Il
2013 rischia di essere un anno di elezioni segnate dall'incertezza.
Poiché ad affiancarsi al quadro italiano, alquanto imprevedibile e già
destinato a una soluzione di emergenza quale potrebbe essere il governo
Monti-bis, si sta delineando in Germania il profilo, indigesto
all'elettorato, di una nuova Große Koalition, una formula che i tedeschi
conoscono sin dalla Repubblica di Weimar e che ha storicamente
determinato la divisione a sinistra fra i socialisti riformisti della
SPD e l'ala movimentista rivoluzionaria.
Lo scorso 28 Settembre la SPD ha scelto il proprio candidato Kanzler
per le politiche del 2013. Non si tratta né di un giovane né di un
riformista vero e proprio. Il suo nome è Peer Steinbrueck. Ha 65 anni ed
ha già avuto esperienza di governo proprio durante l'ultima delle Große
Koalition, quella del quadriennio 2005-2009, come ministro delle
Finanze. Steinbrueck è forse il più forte esponente della corrente del
rigorismo finanziario che si trovi nel partito socialista tedesco. E' un
centrista, ambisce a governare mediante una alleanza con i Verdi e con
il minuscolo partito liberale, mettendo la SPD in una posizione molto
simile a quella dell'omologo partito italiano (intendo il PD, che
appunto vorrebbe farsi trait d'union fra la sinistra vendoliana e i
centristi di Casini).
La
sua candidatura è stata selezionata con un metodo alquanto tradizionale
e in controtendenza rispetto alla domanda di maggior partecipazione che
le opinioni pubbliche europee stanno esprimendo in vari modi (dagli
indignados di 25s al Piratenpartei), ovvero con un direttivo di partito.
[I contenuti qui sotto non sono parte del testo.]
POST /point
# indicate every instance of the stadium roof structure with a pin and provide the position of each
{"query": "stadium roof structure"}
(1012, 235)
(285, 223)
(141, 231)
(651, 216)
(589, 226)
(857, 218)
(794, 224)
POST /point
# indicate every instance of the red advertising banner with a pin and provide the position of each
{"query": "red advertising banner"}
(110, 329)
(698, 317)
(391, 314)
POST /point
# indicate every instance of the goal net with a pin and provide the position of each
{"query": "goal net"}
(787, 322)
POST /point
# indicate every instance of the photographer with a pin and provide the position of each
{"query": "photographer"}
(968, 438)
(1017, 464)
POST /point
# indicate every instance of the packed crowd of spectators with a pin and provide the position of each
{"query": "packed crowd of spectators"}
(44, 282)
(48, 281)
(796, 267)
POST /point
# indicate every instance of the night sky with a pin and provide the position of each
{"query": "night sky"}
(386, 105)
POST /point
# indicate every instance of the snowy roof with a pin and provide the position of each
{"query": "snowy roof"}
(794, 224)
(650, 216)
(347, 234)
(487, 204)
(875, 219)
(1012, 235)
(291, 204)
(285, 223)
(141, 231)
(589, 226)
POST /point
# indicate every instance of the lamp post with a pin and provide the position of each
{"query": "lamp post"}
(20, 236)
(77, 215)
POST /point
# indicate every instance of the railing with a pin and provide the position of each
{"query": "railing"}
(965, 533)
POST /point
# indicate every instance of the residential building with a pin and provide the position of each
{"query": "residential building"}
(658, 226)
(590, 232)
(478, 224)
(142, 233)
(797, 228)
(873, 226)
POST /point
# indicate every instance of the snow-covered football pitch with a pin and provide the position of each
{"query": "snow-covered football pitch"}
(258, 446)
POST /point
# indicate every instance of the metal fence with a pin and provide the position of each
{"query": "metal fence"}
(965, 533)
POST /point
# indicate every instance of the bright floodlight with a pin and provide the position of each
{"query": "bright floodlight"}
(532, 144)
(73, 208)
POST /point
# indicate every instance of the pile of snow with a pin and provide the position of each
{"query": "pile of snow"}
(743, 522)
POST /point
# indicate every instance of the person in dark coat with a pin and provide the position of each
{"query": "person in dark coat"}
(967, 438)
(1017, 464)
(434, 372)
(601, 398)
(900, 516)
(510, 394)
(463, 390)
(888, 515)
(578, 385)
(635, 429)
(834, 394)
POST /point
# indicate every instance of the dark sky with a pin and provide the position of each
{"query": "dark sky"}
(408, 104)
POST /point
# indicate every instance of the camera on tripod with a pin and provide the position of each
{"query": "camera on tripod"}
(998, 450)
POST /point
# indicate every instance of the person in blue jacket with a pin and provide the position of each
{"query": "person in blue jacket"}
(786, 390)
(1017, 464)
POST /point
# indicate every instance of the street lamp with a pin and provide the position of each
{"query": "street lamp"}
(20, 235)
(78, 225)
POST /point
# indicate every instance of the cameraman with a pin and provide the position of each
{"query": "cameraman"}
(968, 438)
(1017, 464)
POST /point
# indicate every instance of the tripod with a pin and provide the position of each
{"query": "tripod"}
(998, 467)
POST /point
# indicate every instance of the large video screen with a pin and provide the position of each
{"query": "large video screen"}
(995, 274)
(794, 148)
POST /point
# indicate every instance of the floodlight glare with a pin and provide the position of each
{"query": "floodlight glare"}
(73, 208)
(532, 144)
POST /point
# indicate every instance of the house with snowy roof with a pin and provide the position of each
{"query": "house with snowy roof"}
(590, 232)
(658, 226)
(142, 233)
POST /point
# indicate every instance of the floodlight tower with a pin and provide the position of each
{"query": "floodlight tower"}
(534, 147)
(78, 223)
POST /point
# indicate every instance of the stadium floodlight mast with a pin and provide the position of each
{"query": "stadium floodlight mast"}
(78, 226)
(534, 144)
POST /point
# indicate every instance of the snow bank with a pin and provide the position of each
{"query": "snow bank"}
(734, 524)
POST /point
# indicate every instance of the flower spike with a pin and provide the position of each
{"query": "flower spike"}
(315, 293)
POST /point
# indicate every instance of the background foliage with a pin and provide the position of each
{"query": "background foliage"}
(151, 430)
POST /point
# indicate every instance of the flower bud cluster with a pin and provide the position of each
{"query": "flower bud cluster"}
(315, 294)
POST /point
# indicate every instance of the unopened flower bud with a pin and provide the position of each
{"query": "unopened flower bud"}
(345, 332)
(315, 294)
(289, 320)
Un negoziato a porte chiuse, mentre la base chiedeva una consultazione
allargata agli elettori con primarie aperte. Avrebbe allora vinto il
segretario, Sigmar Gabriel, mentre le argomentazioni di
Steinbrueck sarebbero state troppo poco distinguibili dai falchi del
governo Merkel e della Buba. Steinbrueck è un compromesso. I sondaggi
danno la SPD al 29% mentre il binomio CDU-CSU si attesterebbe intorno a
un modesto 35%. Un divario troppo grande da colmare soltanto con
l'alleanza a sinistra. Steinbrueck si è caratterizzato in senso
centrista, con il fine di spodestare Merkel e i crisitano-democratici
dal monopolio della rappresentanza dell'elettorato moderato, ostile a
forme di condivisione del debito europeo e alla perdita di sovranità in
materia finanziaria e fiscale.
Steinbrueck
è stato appunto ministro delle finanze durante la crisi dei Mutui
Subprime. Ha gestito il crollo del PIL del 2008 e del 2009 raggiungendo
il pareggio di bilancio (il rapporto deficit/PIL della Germania nel 2008
era positivo, +0.2% , e solo dello -0.1% nel 2009). Insomma, un osso
duro, che non è del tutto favorevole agli eurobond - ritenuta materia da
evitare con cura durante la campagna elettorale - ma sembra esser
favorevole a sistemi di responsabilizzazione delle banche e alla
divisione fra banche d'affari e banche di credito. La retorica punitiva
contro i banksters, d'altronde, ha forte presa sull'elettorato di
sinistra. Ritenuto a torto un "montiano", Steinbrueck - quando era
ministro - non ha lesinato aiuti di Stato
per salvare una banca tedesca, la IKB,
specializzata nel credito alle PMI. Essendo un uomo molto pratico, ha
immediatamente capito che se avesse lasciato la IKB in preda ai
Subprime, avrebbe causato un danno alle imprese, e quindi ai lavoratori.
Salvando la IKB ha mostrato di aver compreso meglio di altri, ad
esempio Schauble, la situazione finanziaria del dopo Lehman-Brothers.
Egli ha effettivamente accompagnato politiche espansive al rigorismo di
bilancio. Molto prima (e meglio) di Monti.